25 avril 2009
Le projet de fermeture des Papeteries de Malaucène, de Saint-Girons dans le Vaucluse (Le Télégramme du 18avril), a été présenté, hier matin, aux 211 salariés de l'entreprise lors d'un comité d'établissement extraordinaire. L'intersyndicale CGT a appelé les salariés de l'ensemble des sites français du groupe Schweitzer-Mauduit à débrayer pour témoigner leur solidarité.

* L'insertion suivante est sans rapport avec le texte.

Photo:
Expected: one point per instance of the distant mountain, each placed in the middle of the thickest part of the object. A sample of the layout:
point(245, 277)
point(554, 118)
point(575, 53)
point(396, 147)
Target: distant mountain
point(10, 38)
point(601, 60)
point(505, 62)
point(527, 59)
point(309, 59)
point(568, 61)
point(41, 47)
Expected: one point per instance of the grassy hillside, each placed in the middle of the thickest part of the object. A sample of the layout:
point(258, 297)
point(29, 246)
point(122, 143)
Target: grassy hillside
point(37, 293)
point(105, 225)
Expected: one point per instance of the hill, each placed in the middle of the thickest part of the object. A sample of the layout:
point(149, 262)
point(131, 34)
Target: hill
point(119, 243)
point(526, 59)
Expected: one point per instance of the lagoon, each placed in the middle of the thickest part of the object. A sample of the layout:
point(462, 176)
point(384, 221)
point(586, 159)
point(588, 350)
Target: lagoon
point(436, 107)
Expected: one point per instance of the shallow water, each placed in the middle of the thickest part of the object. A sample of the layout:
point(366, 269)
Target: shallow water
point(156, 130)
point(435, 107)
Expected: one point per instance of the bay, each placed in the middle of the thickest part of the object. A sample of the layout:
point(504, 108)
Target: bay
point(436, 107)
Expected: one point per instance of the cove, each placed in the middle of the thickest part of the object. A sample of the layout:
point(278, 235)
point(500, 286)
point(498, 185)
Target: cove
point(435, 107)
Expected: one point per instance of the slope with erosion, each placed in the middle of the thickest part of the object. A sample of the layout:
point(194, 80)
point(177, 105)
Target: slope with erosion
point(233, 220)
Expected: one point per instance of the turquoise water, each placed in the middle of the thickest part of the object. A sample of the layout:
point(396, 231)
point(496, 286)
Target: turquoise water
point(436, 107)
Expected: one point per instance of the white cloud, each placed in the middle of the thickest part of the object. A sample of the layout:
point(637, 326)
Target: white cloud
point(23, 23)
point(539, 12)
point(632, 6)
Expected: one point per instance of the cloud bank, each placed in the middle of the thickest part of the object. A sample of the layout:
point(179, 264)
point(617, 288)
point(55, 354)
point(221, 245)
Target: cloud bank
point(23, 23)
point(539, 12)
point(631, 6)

20 Quimperlois travaillent pour Malaucène
Sur le site quimperlois, le mouvement a été particulièrement bien suivi. Dès 9h et pendant quatre heures (pour les employés) ou cinq heures (en production), ce sont 95% des salariés qui ont cessé le travail. Si la participation était attendue aussi massive du côté de la production, le fait que les employés aient répondu aussi fortement témoigne, selon les représentants CGT, d'une dégradation du climat social. La fermeture du site de Malaucène ne serait d'ailleurs pas sans conséquence sur l'emploi à Quimperlé. «Une vingtaine de personnes travaillent à 100% pour Malaucène», expliquent-ils. Dans des secteurs variés qui vont de la comptabilité à la logistique en passant par le traitement des commandes. L'incertitude plane quant à leur avenir. «La direction découvre. Ils ne savent pas». Au delà, cette fermeture interpelle les syndicalistes en matière de production. «L'usine appartient à 100% au groupe Mauduit. S'il y a fermeture, nous ne serons plus capables de répondre que sur le papier à cigarette». C'est selon eux une porte qui s'ouvre à la concurrence. «On risque de perdre des clients»
Des actions ponctuelles d'ici l'automne
Déjà durement touchées en 2006 par un plan social (il ne reste plus que 720 salariés), les Papeteries de Mauduit pourraient connaître un automne difficile. Les délégués CGT craignent un second plan social. En lien tout d'abord avec la mise en place d'un nouveau système de traitement informatisé des commandes. Connu sous le vocable de Synergi@, ce projet, dont l'investissement est selon les syndicalistes de l'ordre de 16MEUR, «va concerner une partie des employés». Le nombre d'une centaine est avancé même si, reconnaissent-ils, «on ne le maîtrise pas». Le système «prévu pour janvier» va se mettre en place en mai mais ne sera pas opérationnel avant septembre. Quant à la nouvelle réglementation sur le papier cigarette innovant (Lip), elle risque de ne laisser aux Quimperlois que la fabrication. «Nous n'avons aucune réponse quant aux outils d'impression.» Ils craignent du coup, que faute de pouvoir assurer la transformation, celle-ci soit délocalisée vers la Belgique voire Rouen. «Depuis 2006, les choix patronaux s'avèrent catastrophiques. On va dans le mur». L'automne risque d'être chaud du côté des PDM. D'ici là, des actions ponctuelles, «très pénalisantes pour le traitement des commandes», ne sont pas à exclure.